The Media Cloud project is looking for a software engineer to focus on our data pipeline. We are an open source project conducting primary research about the media ecosystem as well as helping others to do their own research about it on over 1.5 billion news stories, adding more than 700,000 new stories daily. Pay is competitive, and while the initial contract will be for 4-6 months, we anticipate this role extending long-term.
* work on our server architecture, which collects and processes and allows researchers to analyze these stories via an API; you will approximately spend half your time planning, designing, building and the other half, maintaining and running the project's data pipeline;
* work with senior engineers to establish a technical vision for the project;
* contribute to and follow a technical roadmap to meet research needs and to complete grant deliverables;
* collaborate with other developers, designers, and system administrators in implementing technical roadmap;
* accurately communicate project status internally and externally to our community of users;
* maintain, upgrade and build systems within an existing (rather large) codebase to collect, archive, and analyze content from online media;
* write code that can scale systems to handle ever-expanding data requirements.
* college degree or other domain-specific accreditation, preferably in computer science or data science related field;
* at least two years experience working as a software engineer on big data systems;
* programming fluency — Python required;
* some experience with Linux;
* demonstrated ability to design, build, test, and deploy robust code;
* demonstrated ability to iterate quickly through prototypes;
* demonstrated ability to use data to validate architectural decisions;
* ability to work productively in a virtual environment with remote team members all over the world;
* interest in working on issues related to hate-speech, democracy, gender, race, or health.

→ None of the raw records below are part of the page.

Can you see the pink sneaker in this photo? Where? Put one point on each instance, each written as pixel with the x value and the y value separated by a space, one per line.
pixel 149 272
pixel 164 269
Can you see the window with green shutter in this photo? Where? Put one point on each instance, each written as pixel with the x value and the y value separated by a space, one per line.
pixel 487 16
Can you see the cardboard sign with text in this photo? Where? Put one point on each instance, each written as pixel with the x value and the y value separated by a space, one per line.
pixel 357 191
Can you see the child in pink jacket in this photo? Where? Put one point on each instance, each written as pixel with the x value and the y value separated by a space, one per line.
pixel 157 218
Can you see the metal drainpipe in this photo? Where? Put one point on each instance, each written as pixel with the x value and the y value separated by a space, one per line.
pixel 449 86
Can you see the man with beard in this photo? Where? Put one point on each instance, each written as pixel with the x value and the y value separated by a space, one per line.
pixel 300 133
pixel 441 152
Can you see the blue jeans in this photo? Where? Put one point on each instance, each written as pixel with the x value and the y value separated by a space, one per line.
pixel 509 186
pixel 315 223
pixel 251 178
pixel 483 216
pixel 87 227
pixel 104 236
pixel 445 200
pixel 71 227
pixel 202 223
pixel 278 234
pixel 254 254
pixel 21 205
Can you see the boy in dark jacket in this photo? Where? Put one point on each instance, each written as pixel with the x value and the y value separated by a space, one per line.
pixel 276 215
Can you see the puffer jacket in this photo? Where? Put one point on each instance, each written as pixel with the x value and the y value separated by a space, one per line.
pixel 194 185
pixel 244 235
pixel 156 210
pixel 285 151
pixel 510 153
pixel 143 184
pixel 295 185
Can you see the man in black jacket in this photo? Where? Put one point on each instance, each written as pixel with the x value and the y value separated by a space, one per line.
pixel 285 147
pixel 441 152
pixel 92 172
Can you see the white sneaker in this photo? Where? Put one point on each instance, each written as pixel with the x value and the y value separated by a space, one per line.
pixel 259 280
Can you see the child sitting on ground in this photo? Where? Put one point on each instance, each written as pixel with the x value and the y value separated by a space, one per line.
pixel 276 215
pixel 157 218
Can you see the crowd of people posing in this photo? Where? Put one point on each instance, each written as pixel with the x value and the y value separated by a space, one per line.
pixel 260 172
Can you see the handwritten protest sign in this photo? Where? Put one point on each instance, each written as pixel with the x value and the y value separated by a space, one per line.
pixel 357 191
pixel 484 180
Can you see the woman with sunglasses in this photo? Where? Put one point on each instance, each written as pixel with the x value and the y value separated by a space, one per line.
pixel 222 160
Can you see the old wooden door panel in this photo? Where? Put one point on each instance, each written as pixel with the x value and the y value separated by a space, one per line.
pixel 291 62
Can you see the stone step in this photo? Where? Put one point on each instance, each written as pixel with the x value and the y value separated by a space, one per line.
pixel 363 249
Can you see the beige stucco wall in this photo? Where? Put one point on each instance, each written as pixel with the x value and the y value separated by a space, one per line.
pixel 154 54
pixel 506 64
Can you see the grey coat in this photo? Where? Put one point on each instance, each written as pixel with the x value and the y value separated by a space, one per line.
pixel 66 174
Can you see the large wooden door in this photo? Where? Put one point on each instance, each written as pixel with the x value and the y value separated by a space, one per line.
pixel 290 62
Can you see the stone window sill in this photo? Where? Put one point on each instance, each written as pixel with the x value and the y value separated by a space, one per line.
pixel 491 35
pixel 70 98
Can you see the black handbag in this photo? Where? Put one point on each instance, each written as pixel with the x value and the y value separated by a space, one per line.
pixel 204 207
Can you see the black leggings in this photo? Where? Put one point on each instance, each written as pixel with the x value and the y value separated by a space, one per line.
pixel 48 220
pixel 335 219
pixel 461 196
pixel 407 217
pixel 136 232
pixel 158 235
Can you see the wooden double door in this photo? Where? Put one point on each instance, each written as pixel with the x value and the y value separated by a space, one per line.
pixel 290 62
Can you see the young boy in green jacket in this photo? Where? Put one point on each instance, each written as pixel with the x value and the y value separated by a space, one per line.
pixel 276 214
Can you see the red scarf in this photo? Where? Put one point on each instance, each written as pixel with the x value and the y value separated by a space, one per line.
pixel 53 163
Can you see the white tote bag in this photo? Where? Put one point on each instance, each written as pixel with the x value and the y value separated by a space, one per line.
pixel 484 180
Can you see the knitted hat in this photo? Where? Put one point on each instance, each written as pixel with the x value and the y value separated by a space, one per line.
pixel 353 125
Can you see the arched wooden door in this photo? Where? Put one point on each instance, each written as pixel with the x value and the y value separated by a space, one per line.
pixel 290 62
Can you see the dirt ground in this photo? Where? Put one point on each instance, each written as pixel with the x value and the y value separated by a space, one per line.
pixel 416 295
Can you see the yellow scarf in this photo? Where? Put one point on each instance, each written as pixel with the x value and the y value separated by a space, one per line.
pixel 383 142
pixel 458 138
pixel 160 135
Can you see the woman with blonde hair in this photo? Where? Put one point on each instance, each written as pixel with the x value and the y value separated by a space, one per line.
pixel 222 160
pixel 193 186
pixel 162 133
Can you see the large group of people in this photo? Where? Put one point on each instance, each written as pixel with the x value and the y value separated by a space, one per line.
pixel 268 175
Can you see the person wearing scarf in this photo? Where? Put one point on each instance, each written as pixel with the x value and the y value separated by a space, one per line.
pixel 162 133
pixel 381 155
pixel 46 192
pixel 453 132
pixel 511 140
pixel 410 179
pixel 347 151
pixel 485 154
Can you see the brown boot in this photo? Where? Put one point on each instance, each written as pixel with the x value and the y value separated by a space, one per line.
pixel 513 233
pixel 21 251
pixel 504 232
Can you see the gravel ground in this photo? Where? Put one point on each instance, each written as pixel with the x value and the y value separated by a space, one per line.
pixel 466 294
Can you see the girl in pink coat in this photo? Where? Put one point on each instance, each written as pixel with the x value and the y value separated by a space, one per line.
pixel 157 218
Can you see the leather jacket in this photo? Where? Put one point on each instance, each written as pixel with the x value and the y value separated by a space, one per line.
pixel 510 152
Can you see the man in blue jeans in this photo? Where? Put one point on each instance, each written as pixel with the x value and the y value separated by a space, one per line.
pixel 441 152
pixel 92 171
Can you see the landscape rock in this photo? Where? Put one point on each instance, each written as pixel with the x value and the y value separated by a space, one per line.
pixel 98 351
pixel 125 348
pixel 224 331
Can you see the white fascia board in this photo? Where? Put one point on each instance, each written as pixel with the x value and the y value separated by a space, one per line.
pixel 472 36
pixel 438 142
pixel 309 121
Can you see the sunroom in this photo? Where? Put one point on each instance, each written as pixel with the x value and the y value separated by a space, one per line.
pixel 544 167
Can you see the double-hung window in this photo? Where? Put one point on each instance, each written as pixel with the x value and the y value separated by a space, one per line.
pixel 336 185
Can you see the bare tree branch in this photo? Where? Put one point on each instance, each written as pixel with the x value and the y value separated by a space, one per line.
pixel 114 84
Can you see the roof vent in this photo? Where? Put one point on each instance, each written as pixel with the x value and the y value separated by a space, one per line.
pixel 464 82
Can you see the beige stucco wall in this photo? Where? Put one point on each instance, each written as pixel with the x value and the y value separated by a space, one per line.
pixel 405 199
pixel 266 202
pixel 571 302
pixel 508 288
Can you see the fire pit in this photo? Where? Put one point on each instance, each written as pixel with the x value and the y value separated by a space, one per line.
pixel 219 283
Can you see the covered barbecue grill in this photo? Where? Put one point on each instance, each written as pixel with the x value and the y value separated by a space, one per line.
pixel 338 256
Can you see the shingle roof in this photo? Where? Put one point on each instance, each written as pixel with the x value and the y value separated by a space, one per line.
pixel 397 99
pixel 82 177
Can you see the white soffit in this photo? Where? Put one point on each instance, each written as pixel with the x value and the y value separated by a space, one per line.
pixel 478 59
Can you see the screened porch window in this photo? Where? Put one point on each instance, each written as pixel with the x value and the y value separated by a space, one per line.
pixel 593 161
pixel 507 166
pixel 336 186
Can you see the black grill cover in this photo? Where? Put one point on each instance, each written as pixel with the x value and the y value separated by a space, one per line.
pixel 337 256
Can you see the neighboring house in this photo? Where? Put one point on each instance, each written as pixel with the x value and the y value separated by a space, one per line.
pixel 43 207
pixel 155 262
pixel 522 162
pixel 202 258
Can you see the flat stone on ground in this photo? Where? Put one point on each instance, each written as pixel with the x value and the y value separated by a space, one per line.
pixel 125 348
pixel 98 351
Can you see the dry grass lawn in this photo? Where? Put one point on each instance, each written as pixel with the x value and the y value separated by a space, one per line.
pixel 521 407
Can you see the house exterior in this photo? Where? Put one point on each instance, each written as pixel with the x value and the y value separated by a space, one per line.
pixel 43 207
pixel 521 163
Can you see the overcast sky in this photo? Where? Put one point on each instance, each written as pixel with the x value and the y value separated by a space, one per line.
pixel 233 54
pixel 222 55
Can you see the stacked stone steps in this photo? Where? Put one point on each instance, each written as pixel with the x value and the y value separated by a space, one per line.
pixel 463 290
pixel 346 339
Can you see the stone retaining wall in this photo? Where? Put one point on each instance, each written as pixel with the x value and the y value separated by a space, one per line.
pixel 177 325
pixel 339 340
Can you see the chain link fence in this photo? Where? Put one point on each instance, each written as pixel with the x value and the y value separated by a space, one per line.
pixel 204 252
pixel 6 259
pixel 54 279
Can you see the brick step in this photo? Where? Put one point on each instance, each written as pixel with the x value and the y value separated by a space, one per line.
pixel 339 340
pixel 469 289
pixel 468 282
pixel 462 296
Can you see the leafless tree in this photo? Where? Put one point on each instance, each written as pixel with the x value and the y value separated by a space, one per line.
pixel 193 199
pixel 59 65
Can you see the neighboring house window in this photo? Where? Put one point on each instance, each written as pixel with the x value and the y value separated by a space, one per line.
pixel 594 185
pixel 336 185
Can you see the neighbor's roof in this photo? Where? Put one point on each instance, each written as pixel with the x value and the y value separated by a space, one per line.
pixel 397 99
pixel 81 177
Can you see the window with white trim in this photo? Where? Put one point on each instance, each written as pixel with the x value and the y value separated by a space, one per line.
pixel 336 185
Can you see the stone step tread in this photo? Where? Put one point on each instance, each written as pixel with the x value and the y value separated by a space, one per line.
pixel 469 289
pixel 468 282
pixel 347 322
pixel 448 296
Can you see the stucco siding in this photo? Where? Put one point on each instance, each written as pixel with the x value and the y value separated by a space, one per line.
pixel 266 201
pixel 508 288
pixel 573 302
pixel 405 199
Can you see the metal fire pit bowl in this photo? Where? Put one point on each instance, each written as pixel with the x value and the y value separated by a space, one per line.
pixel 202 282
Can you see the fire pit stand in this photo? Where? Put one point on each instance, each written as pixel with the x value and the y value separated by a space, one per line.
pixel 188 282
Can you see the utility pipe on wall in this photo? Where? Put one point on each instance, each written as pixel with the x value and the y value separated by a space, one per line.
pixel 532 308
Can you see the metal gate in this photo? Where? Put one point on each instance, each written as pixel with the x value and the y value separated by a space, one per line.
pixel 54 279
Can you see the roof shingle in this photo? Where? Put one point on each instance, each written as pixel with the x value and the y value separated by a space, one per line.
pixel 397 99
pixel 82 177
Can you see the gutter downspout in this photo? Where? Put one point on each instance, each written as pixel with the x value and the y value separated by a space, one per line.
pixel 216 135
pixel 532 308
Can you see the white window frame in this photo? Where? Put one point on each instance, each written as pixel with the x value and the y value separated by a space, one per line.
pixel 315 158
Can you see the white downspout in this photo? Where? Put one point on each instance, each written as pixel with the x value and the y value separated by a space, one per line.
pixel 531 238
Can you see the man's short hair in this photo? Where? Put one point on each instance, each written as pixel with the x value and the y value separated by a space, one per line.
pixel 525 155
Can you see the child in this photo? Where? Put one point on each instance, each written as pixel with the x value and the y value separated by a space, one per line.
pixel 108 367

* experience implementing and maintaining a production ETL pipeline;
* experience scaling platforms to handle large data sets;
* experience writing web crawlers or API scrapers;
* experience writing, maintaining, and optimizing SQL queries against databases;
* experience working with PostgreSQL and Solr / Lucene in Ubuntu environments;
* experience working with text-based data system (ie. NLP);
* experience working in a modern dev / systems environment including git and docker.
Our upcoming technical roadmap includes ingesting new platforms into our data pipeline, analyzing images from news stories, and incorporating new sources of audience/readership data, as well as ongoing updates to improve the scalability, performance, and reliability of our existing pipeline.
We are a diverse and welcoming community of researchers and technologists who love to engage with hard questions about online media by using a combination of social, computer, and data sciences. You will work with all members of our small team, from senior faculty to junior developers, and thrive in an academic atmosphere that encourages experimentation, constant questioning, and validation at all levels of our platform.
Much of our substantive work focuses on issues of online hate-speech, race, democracy, and health. We strongly encourage women, people of color, and people of any sexual identity to apply.
Our entire team is remote, with team members working all around the world, and we welcome remote workers.
We strive to make the interview process smooth and painless for both parties. Should you choose to submit your application for this position, you can expect the following:
1. Phone screen (30 mins);
2. Technical interview (1 hour);
3. Paid coding challenge (1 week to complete);
4. Team interviews (2 hour);
5. Final decision.